On Monday, October 2, 2017, the Supreme Court heard oral arguments in Epic Systems Corp. v. Lewis. This case will finally solve an important question: whether workplace arbitration agreements that ban class actions violate federal labor laws. The case pits the U.S. Justice Department directly against the National Labor Relations Board (“NLRB”). The NLRB argues that arbitration agreements often violate federal labor law and let companies evade their responsibilities under workplace statutes. Since 2012, the NLRB has held that individual arbitration clauses violate the National Labor Relations Act of 1935, also known as the Wagner Act.
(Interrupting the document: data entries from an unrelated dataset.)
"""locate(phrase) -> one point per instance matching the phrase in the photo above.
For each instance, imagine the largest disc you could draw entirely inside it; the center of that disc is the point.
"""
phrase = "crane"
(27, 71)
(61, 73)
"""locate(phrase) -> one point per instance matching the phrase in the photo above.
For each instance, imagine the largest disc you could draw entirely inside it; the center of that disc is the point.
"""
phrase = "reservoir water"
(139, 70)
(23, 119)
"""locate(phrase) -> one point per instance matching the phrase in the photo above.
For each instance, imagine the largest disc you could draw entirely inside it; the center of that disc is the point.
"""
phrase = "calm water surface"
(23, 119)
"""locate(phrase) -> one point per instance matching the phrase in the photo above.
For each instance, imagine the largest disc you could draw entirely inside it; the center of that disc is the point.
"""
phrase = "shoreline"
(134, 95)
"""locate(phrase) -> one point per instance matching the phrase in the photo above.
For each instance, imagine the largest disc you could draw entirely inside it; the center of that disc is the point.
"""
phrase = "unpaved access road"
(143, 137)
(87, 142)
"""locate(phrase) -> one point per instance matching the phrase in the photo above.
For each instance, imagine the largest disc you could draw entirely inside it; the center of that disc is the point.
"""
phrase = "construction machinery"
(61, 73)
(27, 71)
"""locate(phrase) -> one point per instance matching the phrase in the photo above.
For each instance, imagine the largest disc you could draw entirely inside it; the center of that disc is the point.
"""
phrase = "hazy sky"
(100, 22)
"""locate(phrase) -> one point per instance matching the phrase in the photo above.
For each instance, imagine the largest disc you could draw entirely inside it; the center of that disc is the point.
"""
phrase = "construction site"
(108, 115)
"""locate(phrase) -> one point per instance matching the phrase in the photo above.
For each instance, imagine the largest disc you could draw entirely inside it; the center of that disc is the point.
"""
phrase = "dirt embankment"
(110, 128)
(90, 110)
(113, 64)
The Wagner Act makes it illegal for an employer to “interfere with, restrain, or coerce employees in the exercise” of their right “to engage in … concerted activities for the purpose of … mutual aid or protection.”
Over the past few decades, a series of Supreme Court decisions has gradually expanded employers’ ability to set the terms for the litigation of workplace disputes. In 2001, the Supreme Court ruled that employers can require employees to bring their claims through arbitration. In 2011, the justices upheld a class-action waiver in AT&T’s standard-form consumer contract, but a dispute remained over whether the same applied to employment contracts.
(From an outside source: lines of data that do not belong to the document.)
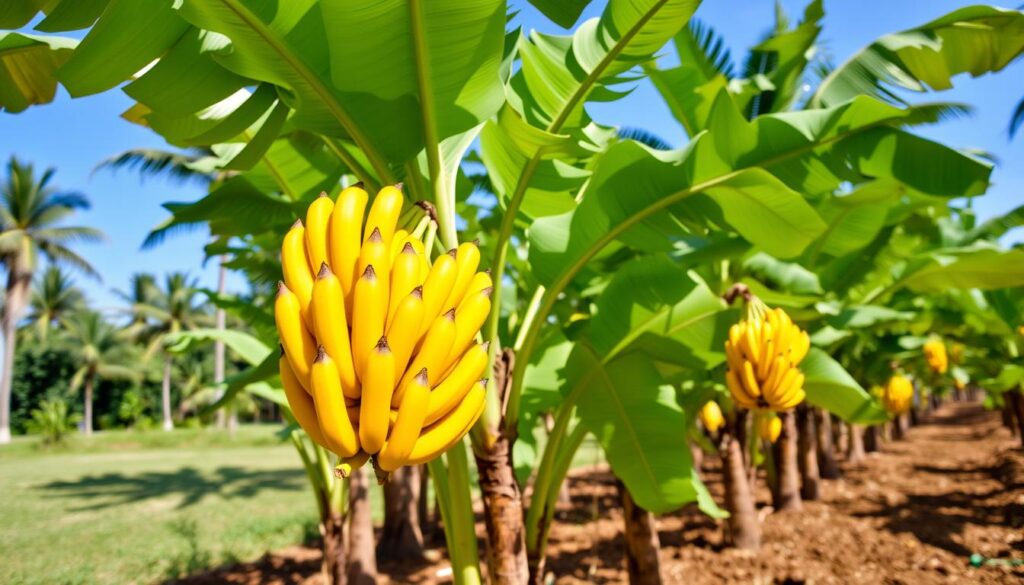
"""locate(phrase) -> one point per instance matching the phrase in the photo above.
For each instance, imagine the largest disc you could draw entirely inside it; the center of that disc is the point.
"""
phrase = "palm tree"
(170, 310)
(141, 291)
(30, 212)
(53, 299)
(100, 352)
The Justices on Arbitration Agreements
Justices Kagan, Breyer, Sotomayor, and Ginsburg all came to the defense of workers’ right to sue collectively, while Justice Alito and Chief Justice Roberts appeared more sympathetic to the employer’s position. Justice Gorsuch, the newcomer to the Court, remained notably silent, though his rulings from the lower court suggest he may favor the employers. Justice Thomas, who almost never speaks during arguments, has favored the employer position in the past.
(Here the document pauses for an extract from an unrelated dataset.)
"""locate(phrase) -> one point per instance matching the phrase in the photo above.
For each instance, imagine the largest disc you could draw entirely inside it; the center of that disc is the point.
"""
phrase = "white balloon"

According to new data published last month by the Economic Policy Institute, 56.3 percent of non-union private-sector employees are currently subject to mandatory-arbitration agreements, and of those, 41.1 percent have also waived their right to a class-action claim. Put simply, an estimated 24.7 million American workers have been barred from bringing a class-action claim to defend their employment rights.